Milling is currently the most effective and productive manufacturing method for roughing and semi-finishing large surfaces of metallic parts. High speed milling is sometime necessary to mill materials with special characteristics. Milling performance, accuracy and surface texture are tied up with the operating cutting conditions.
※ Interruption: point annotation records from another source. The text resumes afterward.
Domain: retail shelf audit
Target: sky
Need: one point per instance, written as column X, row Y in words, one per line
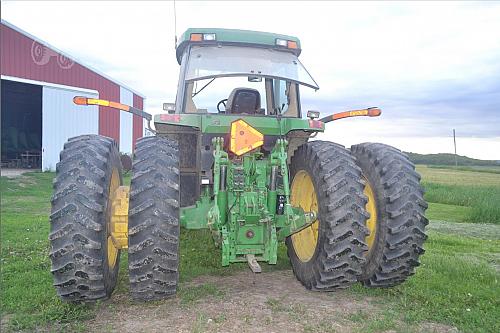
column 430, row 66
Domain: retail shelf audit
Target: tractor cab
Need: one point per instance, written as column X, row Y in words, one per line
column 240, row 72
column 228, row 76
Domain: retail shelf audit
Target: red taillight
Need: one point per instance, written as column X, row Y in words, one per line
column 170, row 117
column 315, row 124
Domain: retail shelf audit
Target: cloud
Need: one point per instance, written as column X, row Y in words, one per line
column 430, row 66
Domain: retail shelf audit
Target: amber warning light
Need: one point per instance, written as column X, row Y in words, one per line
column 244, row 138
column 370, row 112
column 80, row 100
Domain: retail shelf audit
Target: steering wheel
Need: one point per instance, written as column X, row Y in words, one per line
column 222, row 102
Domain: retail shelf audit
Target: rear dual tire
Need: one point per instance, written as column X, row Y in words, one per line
column 84, row 263
column 397, row 222
column 154, row 228
column 329, row 254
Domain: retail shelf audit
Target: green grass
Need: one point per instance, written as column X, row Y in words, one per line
column 458, row 272
column 487, row 169
column 457, row 284
column 478, row 194
column 444, row 212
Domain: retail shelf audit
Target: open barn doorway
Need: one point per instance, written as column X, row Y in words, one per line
column 21, row 125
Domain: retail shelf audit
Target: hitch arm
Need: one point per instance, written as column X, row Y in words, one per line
column 370, row 112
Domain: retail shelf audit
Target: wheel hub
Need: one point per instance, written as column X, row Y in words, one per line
column 303, row 195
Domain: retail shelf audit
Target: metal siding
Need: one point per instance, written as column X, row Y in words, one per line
column 138, row 121
column 126, row 120
column 61, row 120
column 17, row 60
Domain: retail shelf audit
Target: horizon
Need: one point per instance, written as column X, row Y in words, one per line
column 426, row 70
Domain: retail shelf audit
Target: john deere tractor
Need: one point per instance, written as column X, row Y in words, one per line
column 234, row 155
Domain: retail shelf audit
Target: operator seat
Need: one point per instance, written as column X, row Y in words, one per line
column 243, row 100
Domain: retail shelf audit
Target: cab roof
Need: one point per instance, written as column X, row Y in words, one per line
column 196, row 36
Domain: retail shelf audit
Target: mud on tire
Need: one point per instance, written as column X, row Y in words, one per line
column 339, row 254
column 400, row 208
column 78, row 220
column 153, row 251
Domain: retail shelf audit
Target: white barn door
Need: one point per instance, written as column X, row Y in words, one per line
column 62, row 119
column 126, row 122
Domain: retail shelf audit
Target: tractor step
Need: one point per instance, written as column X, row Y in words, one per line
column 253, row 264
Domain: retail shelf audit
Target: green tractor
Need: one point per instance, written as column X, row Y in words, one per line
column 233, row 155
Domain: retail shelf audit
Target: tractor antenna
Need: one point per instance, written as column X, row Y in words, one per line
column 175, row 26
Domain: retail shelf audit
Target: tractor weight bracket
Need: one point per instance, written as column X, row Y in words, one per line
column 295, row 222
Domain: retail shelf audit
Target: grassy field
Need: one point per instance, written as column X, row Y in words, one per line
column 463, row 196
column 457, row 284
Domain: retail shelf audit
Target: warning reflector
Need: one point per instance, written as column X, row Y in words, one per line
column 244, row 137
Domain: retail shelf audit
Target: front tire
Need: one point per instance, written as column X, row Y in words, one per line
column 330, row 253
column 84, row 261
column 396, row 206
column 154, row 228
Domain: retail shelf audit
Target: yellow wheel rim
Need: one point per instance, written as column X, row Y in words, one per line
column 371, row 207
column 112, row 250
column 303, row 195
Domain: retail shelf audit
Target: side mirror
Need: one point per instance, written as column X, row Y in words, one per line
column 254, row 79
column 169, row 107
column 312, row 114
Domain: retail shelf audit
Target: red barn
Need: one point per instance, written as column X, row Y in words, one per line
column 38, row 83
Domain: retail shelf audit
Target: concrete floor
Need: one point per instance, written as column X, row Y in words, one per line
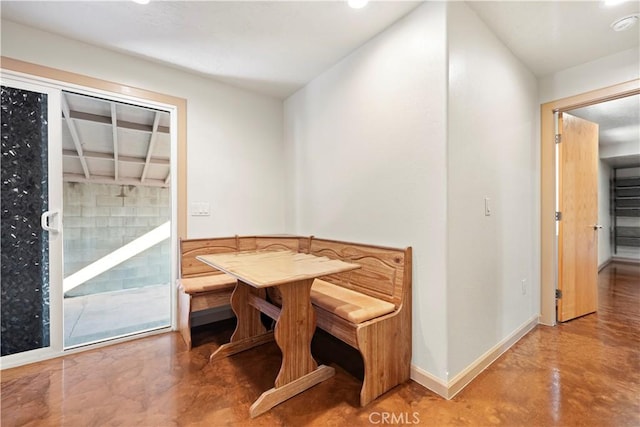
column 97, row 317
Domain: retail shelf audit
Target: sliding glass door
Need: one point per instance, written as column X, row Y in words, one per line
column 31, row 243
column 102, row 167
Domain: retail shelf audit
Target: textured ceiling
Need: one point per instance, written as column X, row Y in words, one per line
column 276, row 47
column 549, row 36
column 272, row 47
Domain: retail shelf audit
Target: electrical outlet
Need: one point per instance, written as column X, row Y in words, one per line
column 487, row 206
column 200, row 209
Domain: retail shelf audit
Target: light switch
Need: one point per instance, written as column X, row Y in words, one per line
column 200, row 209
column 487, row 206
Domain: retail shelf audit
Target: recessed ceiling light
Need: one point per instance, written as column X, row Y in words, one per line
column 357, row 4
column 611, row 3
column 625, row 22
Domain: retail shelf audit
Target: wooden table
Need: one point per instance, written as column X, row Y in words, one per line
column 292, row 273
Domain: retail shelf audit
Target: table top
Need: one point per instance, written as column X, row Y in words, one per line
column 263, row 269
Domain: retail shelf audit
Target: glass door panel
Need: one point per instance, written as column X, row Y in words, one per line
column 29, row 220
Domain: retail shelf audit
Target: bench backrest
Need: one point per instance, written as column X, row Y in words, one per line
column 191, row 248
column 385, row 273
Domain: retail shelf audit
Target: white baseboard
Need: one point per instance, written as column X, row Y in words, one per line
column 449, row 389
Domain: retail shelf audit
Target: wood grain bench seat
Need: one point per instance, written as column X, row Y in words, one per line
column 214, row 282
column 352, row 306
column 368, row 308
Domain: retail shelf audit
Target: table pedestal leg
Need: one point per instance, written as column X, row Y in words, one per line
column 250, row 332
column 293, row 333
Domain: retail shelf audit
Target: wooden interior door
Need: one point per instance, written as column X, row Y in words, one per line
column 578, row 226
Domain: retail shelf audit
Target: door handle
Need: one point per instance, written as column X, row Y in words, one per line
column 47, row 221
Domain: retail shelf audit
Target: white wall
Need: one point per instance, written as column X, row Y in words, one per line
column 607, row 71
column 492, row 152
column 367, row 139
column 234, row 137
column 604, row 214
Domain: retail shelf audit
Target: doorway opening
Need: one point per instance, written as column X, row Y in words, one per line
column 548, row 184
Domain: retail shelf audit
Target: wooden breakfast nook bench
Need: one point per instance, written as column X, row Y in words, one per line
column 368, row 308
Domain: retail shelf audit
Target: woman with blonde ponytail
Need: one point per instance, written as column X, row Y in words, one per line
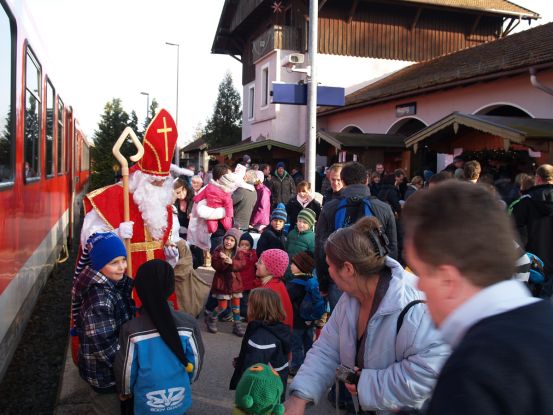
column 380, row 329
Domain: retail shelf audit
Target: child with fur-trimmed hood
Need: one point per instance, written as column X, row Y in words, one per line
column 227, row 284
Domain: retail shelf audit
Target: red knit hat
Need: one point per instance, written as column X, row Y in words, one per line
column 276, row 262
column 159, row 145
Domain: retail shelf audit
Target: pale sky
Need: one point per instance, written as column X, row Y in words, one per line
column 106, row 49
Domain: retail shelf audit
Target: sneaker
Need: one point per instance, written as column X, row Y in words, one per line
column 239, row 329
column 211, row 323
column 225, row 317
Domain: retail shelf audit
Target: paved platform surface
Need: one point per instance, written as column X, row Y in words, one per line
column 210, row 394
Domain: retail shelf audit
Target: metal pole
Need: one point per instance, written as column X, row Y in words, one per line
column 176, row 158
column 310, row 148
column 147, row 103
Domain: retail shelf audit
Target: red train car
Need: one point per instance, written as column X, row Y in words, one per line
column 44, row 168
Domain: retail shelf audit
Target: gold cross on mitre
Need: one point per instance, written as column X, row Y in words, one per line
column 164, row 131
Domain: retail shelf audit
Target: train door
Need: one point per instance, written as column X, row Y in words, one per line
column 72, row 183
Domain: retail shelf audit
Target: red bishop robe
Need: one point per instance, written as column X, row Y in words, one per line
column 108, row 204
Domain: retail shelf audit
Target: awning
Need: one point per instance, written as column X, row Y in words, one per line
column 359, row 140
column 196, row 145
column 520, row 130
column 249, row 145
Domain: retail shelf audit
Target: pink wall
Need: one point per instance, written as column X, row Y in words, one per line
column 516, row 91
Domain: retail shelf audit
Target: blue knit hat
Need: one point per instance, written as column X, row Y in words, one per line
column 103, row 248
column 279, row 212
column 247, row 237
Reference [1], built a model to predict surface roughness of milling surface based on cutting speed, feed and depth of cut of end milling operations. The model is based on Genetic expression programming (GEP) which is a solution method that makes a global function search for the problem, developed as a resultant genetic algorithm (GA) and genetic programming (GP) algorithms. The tests were carried out on Aluminum 6061 T8 using a 10 mm diameter HSS end mill. The range of speed used was 23 to 47 m/min, range of feed 135 to 650 mm/min and range of depth of cut 0.25 to 1.27 mm. The model gave the relation between cutting parameters and surface roughness with accuracy of about 91%.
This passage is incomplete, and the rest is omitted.